A Self-Hosted SSH Mesh: Keyless Access to Every Machine With Headscale

I have a small fleet of machines that don't live in the same place. A Mac Studio that does
the heavy lifting, a Linux laptop I use for device automation, and a VPS out in a
datacenter. They sit behind different routers, on different continents, and at least one of them
gets a new public IP whenever its ISP feels like it. For a long time, getting an SSH session from
one to another was a small ritual of pain: open a port on the router, hope the IP hadn't changed,
copy yet another public key into yet another authorized_keys, and remember which of the six keys
on my disk this particular box wanted.

That works until it doesn't. NAT traversal, dynamic IPs, and key sprawl are each annoying on their
own; together they're the reason "just SSH into the laptop" turns into a ten-minute detective story.

So I stopped fighting it and built a mesh — a private overlay network where every machine has a
stable address that never changes, NAT is solved for me, and I don't manage SSH keys at all.
This is how it works and how I'd set it up again.

The idea: an overlay network, self-hosted

If you've heard of Tailscale, you already know the shape of the solution. Tailscale builds a
flat WireGuard network on top of whatever messy physical networks your machines are actually on.
Each device gets a stable 100.x.y.z address inside the overlay, and connections between devices
are end-to-end encrypted and punch through NAT automatically. When a direct connection isn't
possible — both peers stuck behind hostile NATs, for example — traffic falls back to a relay so the
connection still works, just with a little more latency.

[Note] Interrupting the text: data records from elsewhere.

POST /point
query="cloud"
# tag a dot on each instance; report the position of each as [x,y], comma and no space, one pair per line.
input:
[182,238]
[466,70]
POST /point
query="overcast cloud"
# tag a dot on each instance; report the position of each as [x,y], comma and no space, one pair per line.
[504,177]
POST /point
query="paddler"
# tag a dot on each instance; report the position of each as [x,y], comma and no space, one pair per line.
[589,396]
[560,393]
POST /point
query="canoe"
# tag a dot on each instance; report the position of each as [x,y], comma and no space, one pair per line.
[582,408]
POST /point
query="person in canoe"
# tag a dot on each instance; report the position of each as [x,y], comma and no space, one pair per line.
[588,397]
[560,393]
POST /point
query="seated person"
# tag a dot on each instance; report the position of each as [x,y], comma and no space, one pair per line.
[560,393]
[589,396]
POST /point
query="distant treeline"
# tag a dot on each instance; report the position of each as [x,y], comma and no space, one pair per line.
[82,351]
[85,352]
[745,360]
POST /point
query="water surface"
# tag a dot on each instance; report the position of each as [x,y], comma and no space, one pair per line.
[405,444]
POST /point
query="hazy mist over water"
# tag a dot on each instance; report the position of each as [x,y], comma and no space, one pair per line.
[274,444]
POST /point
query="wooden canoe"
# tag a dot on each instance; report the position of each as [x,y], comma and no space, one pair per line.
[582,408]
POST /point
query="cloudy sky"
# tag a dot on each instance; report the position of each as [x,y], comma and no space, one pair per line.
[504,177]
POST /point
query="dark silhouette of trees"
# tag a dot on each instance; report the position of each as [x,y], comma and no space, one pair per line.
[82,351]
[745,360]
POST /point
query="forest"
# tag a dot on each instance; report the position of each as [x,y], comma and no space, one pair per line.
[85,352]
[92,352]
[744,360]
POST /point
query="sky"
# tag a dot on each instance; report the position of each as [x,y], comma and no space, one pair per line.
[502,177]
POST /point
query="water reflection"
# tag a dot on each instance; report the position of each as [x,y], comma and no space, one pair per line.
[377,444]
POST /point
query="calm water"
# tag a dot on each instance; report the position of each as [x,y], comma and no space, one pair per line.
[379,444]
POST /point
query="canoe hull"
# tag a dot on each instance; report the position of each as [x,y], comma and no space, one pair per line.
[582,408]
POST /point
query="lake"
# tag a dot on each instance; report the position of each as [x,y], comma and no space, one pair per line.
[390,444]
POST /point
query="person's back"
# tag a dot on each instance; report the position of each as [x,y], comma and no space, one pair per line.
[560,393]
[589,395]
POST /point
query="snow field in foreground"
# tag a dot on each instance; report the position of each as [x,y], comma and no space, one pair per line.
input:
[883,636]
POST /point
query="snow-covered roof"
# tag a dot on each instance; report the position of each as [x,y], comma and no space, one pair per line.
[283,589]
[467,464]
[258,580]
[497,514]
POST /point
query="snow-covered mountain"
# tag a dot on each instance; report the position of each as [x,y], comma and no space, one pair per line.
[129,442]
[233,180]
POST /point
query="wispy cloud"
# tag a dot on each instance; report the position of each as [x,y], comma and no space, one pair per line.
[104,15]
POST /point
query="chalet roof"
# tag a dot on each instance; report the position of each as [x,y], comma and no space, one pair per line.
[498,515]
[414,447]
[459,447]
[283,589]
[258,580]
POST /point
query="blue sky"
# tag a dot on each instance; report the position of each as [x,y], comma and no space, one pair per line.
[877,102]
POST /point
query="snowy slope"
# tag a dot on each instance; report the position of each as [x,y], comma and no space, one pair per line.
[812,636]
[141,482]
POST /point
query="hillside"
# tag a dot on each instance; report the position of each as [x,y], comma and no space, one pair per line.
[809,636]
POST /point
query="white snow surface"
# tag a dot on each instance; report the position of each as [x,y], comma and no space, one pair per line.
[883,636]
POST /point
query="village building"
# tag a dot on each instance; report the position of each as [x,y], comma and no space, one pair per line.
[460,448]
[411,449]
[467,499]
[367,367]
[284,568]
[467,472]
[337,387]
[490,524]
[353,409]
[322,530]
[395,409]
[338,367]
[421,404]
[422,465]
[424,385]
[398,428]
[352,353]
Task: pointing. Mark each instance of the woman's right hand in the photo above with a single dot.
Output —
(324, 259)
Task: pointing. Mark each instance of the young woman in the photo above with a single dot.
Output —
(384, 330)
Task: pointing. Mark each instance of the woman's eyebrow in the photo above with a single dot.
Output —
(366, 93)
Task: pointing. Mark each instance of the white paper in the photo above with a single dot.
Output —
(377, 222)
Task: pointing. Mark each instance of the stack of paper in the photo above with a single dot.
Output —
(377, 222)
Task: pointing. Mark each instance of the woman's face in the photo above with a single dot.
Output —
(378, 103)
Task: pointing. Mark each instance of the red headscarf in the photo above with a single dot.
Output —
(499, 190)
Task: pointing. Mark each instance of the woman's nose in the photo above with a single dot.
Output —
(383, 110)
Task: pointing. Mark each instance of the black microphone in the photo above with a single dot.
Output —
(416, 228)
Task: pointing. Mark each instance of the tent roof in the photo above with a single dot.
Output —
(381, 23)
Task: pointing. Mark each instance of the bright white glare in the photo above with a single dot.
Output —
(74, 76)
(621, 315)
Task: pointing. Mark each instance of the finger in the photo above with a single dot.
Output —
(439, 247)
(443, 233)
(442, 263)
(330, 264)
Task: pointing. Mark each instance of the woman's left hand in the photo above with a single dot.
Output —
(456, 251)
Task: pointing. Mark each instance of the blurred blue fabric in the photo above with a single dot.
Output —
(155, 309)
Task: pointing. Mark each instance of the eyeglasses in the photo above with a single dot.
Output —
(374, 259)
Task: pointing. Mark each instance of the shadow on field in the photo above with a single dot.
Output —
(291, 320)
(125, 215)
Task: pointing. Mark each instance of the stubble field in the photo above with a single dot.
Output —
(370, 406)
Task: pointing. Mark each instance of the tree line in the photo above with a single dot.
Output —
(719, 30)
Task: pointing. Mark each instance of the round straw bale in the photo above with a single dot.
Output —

Tailscale the product is excellent. But it depends on Tailscale's coordination server — the
central brain that tells each node who its peers are and how to reach them. I wanted to own that
piece, partly on principle and partly because some of my machines live on networks where I'd rather
not depend on a third party being reachable.

That's what Headscale is: an open-source,
self-hostable implementation of the Tailscale control plane. You run it on a server you control,
point the standard Tailscale clients at it instead of at Tailscale's servers, and you get the same
mesh — just with the brain in your own hands.

The architecture

The whole thing has three moving parts:

A control server. A small VPS running Headscale. It coordinates the mesh and also runs an
embedded DERP relay — the fallback path for when two nodes can't reach each other directly.
A single cheap VPS is plenty; the control plane is lightweight and the relay only carries traffic
that can't go peer-to-peer.
The overlay. Headscale hands out addresses in the 100.64.0.0/10 range (the
carrier-grade-NAT block, which is exactly what an overlay like this is meant to use). Every node I
enroll gets one, and it stays the same for the life of the node regardless of what happens to
its real-world IP.
The clients. The ordinary Tailscale client on each machine — Mac, Linux, whatever — pointed
at my Headscale server instead of the default.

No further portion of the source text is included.